The depletion of miner-held Bitcoin (BTC) has reached its lowest point in over 14 years, with just 1.9 million BTC in reserves, down from 1.95 million at the start of the year. This decline marks the smallest amount of Bitcoin miners have held since February 2010, shortly after the cryptocurrency’s inception when it was valued at around $0.05 per token, compared to its current price of over $65,000.
One significant factor contributing to this decrease is the recent Bitcoin halving, which occurs approximately every four years and reduces the rewards miners receive for verifying transactions.
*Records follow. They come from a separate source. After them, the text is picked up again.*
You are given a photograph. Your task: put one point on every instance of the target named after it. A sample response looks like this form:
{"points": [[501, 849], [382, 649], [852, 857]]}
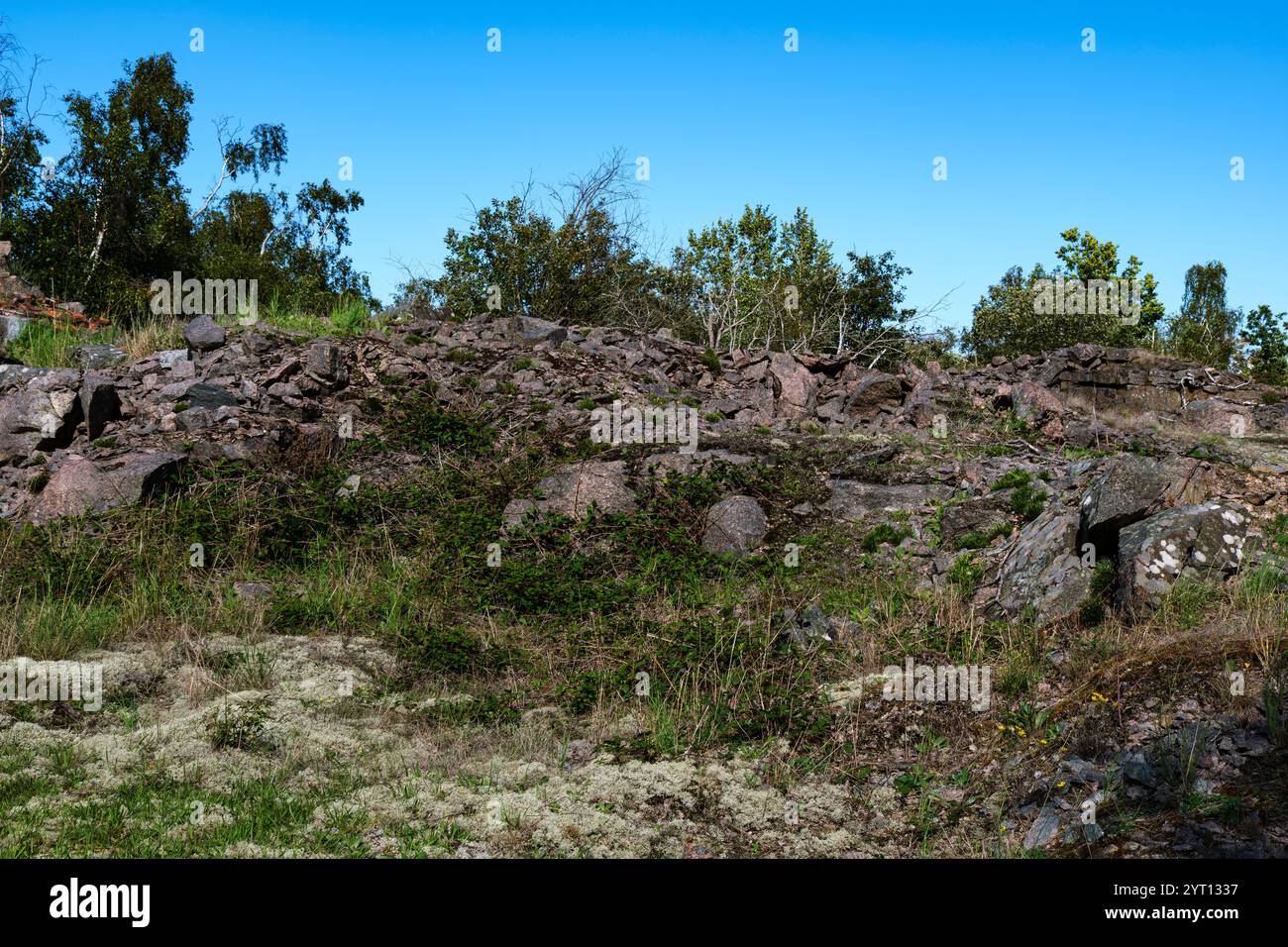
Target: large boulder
{"points": [[1043, 571], [81, 484], [853, 500], [1035, 405], [529, 330], [979, 514], [325, 363], [1199, 541], [575, 491], [794, 385], [204, 334], [1129, 488], [99, 402], [37, 418], [735, 526], [872, 393]]}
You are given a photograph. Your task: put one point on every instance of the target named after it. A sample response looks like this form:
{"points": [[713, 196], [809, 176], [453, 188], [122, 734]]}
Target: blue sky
{"points": [[1132, 142]]}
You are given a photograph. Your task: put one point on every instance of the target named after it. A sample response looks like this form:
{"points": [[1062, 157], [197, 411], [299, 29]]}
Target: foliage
{"points": [[1016, 317], [1205, 329]]}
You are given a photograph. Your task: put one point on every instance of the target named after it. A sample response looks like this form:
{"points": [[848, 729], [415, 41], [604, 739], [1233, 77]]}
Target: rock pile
{"points": [[99, 437]]}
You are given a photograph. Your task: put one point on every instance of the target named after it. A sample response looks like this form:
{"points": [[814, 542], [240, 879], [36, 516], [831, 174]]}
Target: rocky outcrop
{"points": [[91, 438], [1199, 541]]}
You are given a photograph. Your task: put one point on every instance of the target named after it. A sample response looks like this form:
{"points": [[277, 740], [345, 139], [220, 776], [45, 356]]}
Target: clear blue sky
{"points": [[1132, 142]]}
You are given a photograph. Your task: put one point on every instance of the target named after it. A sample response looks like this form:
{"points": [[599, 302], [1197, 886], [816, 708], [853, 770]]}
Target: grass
{"points": [[42, 344]]}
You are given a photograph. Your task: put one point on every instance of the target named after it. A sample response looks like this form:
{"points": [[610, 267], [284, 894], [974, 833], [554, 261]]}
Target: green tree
{"points": [[572, 257], [1205, 328], [115, 213], [1267, 337], [20, 137], [755, 282], [1034, 313]]}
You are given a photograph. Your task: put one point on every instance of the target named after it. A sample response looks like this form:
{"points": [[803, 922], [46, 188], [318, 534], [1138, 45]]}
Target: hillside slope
{"points": [[429, 591]]}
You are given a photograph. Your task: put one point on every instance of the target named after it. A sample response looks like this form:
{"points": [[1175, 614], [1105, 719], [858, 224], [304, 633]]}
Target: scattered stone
{"points": [[204, 334], [735, 526]]}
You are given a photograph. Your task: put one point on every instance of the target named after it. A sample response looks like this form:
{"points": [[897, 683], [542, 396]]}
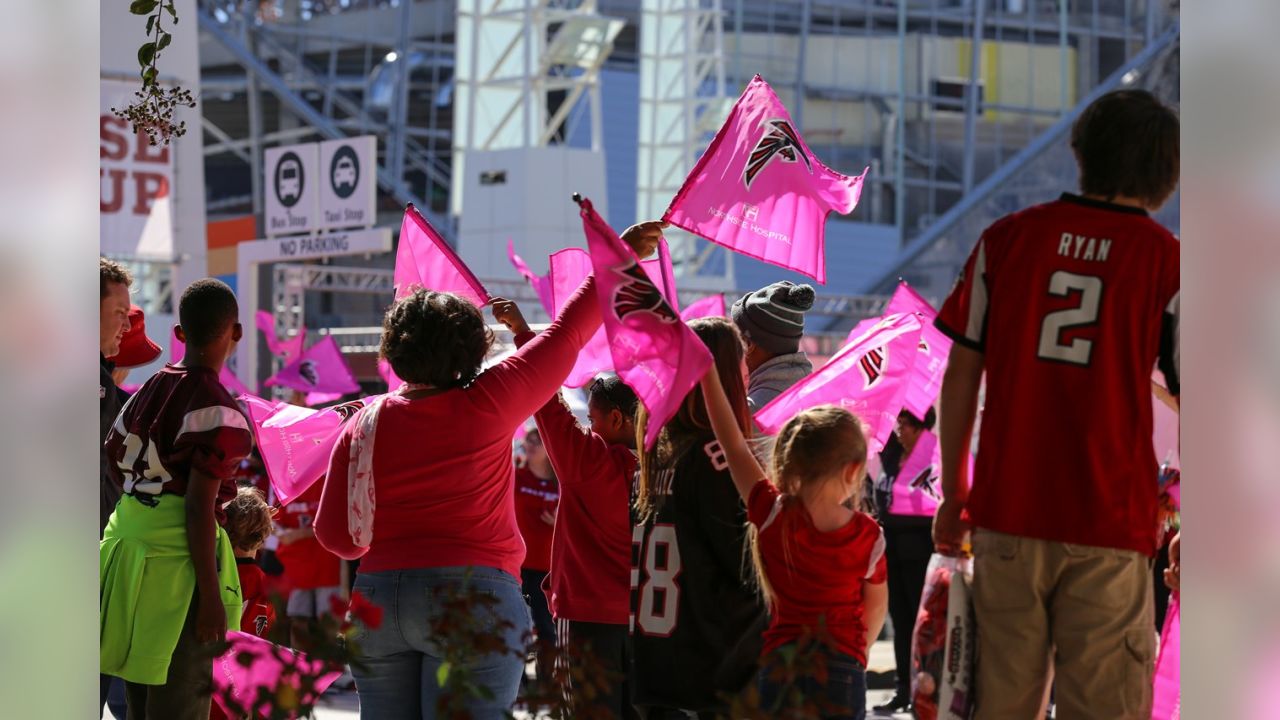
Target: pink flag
{"points": [[296, 441], [229, 381], [927, 378], [868, 377], [425, 260], [711, 306], [268, 666], [321, 369], [1168, 701], [653, 351], [758, 188], [568, 268], [287, 350], [542, 285]]}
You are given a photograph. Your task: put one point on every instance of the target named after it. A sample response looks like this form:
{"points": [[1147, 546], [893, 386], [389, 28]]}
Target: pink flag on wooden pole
{"points": [[423, 259], [321, 370], [542, 285], [653, 351], [868, 377], [935, 347], [1168, 697], [709, 306], [269, 666], [287, 350], [760, 191], [568, 268], [296, 442]]}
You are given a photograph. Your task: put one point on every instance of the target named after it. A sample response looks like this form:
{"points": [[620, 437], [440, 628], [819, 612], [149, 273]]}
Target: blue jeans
{"points": [[400, 659], [844, 697]]}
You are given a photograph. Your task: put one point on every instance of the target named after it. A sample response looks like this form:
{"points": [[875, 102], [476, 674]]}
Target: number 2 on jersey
{"points": [[1051, 346], [658, 591]]}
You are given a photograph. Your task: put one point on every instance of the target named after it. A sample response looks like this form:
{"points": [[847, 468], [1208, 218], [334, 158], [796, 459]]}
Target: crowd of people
{"points": [[700, 569]]}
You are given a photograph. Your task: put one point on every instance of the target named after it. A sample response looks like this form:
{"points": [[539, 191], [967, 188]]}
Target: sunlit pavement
{"points": [[346, 706]]}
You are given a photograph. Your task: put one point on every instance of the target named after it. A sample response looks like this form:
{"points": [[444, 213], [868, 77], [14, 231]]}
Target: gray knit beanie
{"points": [[773, 317]]}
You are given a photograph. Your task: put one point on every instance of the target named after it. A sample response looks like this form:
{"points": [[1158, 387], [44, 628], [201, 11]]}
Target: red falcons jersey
{"points": [[1072, 304], [181, 419]]}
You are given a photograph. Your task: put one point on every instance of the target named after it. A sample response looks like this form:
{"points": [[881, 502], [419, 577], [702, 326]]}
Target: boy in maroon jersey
{"points": [[1066, 306], [169, 586]]}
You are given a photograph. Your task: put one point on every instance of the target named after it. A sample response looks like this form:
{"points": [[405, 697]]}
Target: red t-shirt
{"points": [[259, 613], [307, 565], [590, 572], [535, 496], [1072, 304], [443, 477], [181, 419], [816, 575]]}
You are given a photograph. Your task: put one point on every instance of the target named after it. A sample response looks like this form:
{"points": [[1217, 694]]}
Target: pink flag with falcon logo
{"points": [[760, 191], [935, 347], [568, 268], [868, 377], [296, 441], [321, 370], [423, 259], [653, 351]]}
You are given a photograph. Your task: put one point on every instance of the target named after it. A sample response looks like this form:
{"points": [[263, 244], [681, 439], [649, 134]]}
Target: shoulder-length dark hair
{"points": [[691, 422]]}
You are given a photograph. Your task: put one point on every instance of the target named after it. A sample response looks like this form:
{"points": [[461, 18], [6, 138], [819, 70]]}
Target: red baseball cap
{"points": [[136, 347]]}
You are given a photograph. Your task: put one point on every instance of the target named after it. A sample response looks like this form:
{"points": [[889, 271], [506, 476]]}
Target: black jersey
{"points": [[695, 615]]}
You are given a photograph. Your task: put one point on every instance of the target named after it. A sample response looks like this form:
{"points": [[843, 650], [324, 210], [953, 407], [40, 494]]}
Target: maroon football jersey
{"points": [[181, 419], [1072, 302]]}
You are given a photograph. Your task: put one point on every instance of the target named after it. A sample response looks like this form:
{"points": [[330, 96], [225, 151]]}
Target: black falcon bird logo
{"points": [[781, 141], [636, 294]]}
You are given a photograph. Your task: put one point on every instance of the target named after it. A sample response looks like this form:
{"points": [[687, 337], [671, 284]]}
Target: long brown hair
{"points": [[810, 447], [691, 422]]}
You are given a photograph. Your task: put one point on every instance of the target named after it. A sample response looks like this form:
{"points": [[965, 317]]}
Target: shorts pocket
{"points": [[1139, 669]]}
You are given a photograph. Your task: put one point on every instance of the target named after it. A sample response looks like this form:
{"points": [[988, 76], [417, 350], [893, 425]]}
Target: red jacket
{"points": [[590, 574]]}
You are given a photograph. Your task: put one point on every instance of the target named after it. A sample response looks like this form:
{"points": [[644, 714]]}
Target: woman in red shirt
{"points": [[440, 478], [536, 500]]}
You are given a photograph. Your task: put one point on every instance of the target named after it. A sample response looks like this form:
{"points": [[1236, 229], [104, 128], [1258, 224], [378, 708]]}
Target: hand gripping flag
{"points": [[319, 372], [423, 259], [252, 665], [296, 442], [542, 285], [287, 350], [758, 188], [711, 306], [927, 378], [653, 351], [868, 377], [568, 268]]}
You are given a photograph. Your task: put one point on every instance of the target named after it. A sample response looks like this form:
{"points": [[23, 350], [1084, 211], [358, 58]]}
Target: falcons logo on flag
{"points": [[636, 294], [307, 369], [782, 142], [873, 367]]}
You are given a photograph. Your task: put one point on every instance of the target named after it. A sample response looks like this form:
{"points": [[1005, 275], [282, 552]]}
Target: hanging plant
{"points": [[152, 113]]}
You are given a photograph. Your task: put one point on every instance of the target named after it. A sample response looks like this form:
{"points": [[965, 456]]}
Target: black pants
{"points": [[598, 652], [908, 548], [188, 688], [531, 584]]}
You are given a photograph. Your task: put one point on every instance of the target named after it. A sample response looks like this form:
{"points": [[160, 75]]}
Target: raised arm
{"points": [[743, 465]]}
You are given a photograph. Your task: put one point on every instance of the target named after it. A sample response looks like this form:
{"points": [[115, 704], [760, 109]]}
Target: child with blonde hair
{"points": [[819, 563]]}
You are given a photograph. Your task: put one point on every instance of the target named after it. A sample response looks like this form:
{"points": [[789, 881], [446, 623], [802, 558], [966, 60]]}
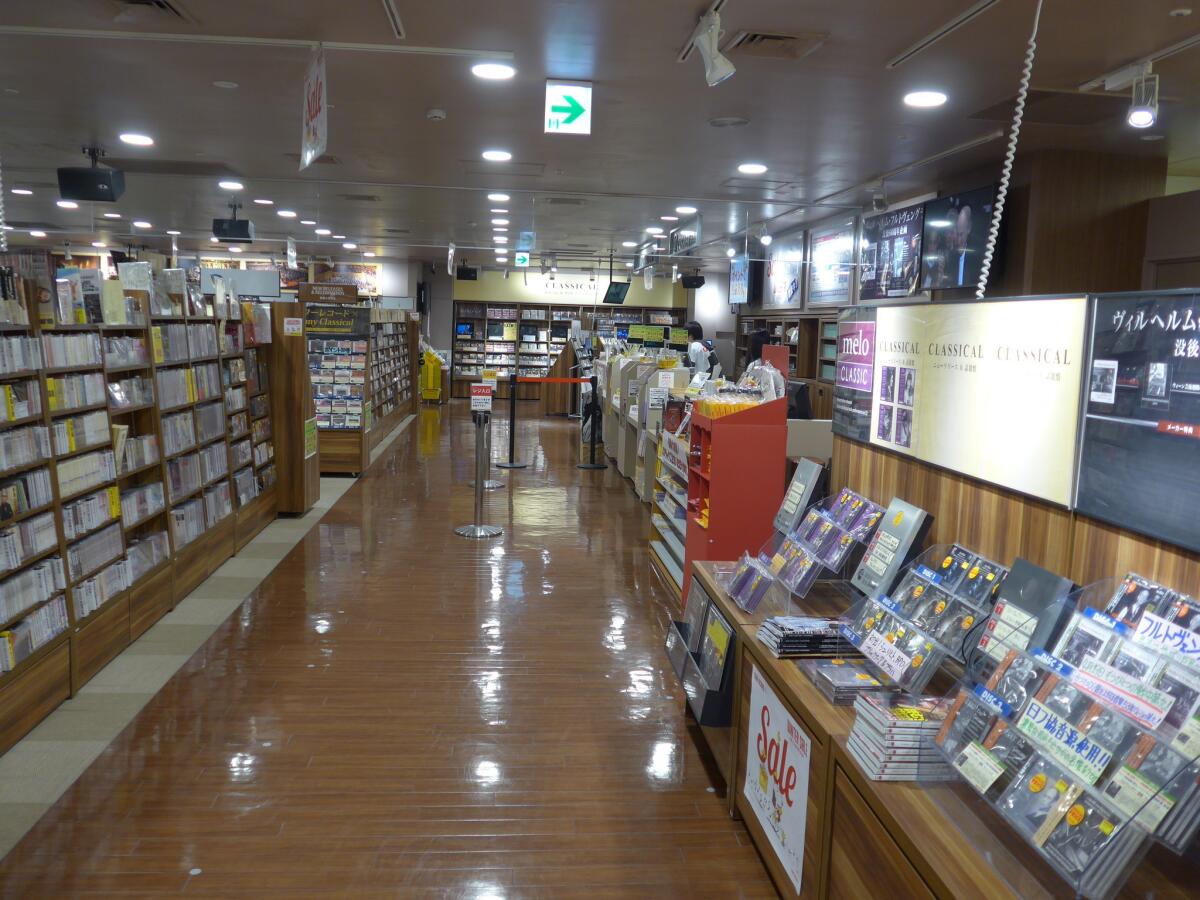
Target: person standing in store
{"points": [[701, 355]]}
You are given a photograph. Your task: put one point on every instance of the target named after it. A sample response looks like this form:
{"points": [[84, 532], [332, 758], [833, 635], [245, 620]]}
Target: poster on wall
{"points": [[955, 237], [785, 268], [832, 264], [778, 755], [889, 255], [1141, 429], [990, 390]]}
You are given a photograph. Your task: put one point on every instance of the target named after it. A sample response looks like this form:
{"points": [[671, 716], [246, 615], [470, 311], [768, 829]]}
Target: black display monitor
{"points": [[954, 239], [617, 293]]}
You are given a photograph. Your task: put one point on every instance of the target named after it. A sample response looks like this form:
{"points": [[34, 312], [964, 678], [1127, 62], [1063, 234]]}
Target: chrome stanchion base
{"points": [[478, 532]]}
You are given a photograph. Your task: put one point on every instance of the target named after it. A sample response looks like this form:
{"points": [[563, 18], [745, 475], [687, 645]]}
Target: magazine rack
{"points": [[1090, 750], [937, 612]]}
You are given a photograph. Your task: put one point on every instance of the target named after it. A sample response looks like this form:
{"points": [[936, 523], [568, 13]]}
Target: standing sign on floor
{"points": [[480, 399], [778, 754], [315, 132]]}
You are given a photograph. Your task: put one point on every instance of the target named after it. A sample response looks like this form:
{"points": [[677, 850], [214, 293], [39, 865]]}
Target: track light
{"points": [[706, 39], [1144, 103]]}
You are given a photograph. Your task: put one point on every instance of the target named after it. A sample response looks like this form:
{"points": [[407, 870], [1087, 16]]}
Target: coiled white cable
{"points": [[1011, 156]]}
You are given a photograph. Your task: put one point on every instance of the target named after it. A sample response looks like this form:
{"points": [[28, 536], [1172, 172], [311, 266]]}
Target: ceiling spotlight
{"points": [[492, 71], [924, 100], [706, 39], [1144, 103]]}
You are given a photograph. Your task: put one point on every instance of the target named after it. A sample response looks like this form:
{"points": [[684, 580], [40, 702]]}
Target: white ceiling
{"points": [[403, 186]]}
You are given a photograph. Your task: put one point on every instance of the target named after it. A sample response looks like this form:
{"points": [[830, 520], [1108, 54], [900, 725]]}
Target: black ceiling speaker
{"points": [[91, 184]]}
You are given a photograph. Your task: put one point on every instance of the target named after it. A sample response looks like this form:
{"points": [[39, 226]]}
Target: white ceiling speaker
{"points": [[706, 39]]}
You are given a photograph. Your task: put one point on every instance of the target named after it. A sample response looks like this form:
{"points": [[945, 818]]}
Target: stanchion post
{"points": [[594, 414], [478, 529], [513, 429]]}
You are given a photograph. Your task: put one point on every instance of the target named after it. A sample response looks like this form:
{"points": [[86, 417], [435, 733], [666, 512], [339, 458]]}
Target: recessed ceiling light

The latest halving cut rewards from 6.25 BTC to 3.125 BTC per block, putting pressure on miners to sell a higher portion of their holdings to cover operational costs.
Despite the decrease in miner-held Bitcoin, the total value of their reserves remains close to all-time highs due to the price surge of the cryptocurrency in the past year. Additionally, while miner holdings have dropped, larger Bitcoin holders, known as whales, are accumulating more BTC. Wallets holding 10 BTC or more now account for 82% of the total supply, reaching a two-year high at 16.16 million BTC.
It’s important to note that tracking whale movements may not always provide reliable market insights, as their actions can be misinterpreted and may not accurately reflect broader market trends. Industry experts caution against relying solely on whale metrics for making investment decisions, as the data could be incomplete or lacking necessary context.
Looking ahead, Binance CEO Richard Teng is optimistic about Bitcoin’s future, predicting the cryptocurrency to surpass $80,000 by the end of 2024. He foresees even greater growth in 2025, driven by improving macroeconomic conditions that will create a more favorable environment for the entire crypto industry.
As the crypto market continues to evolve, staying informed and understanding the various factors influencing its dynamics is crucial for investors and industry professionals alike.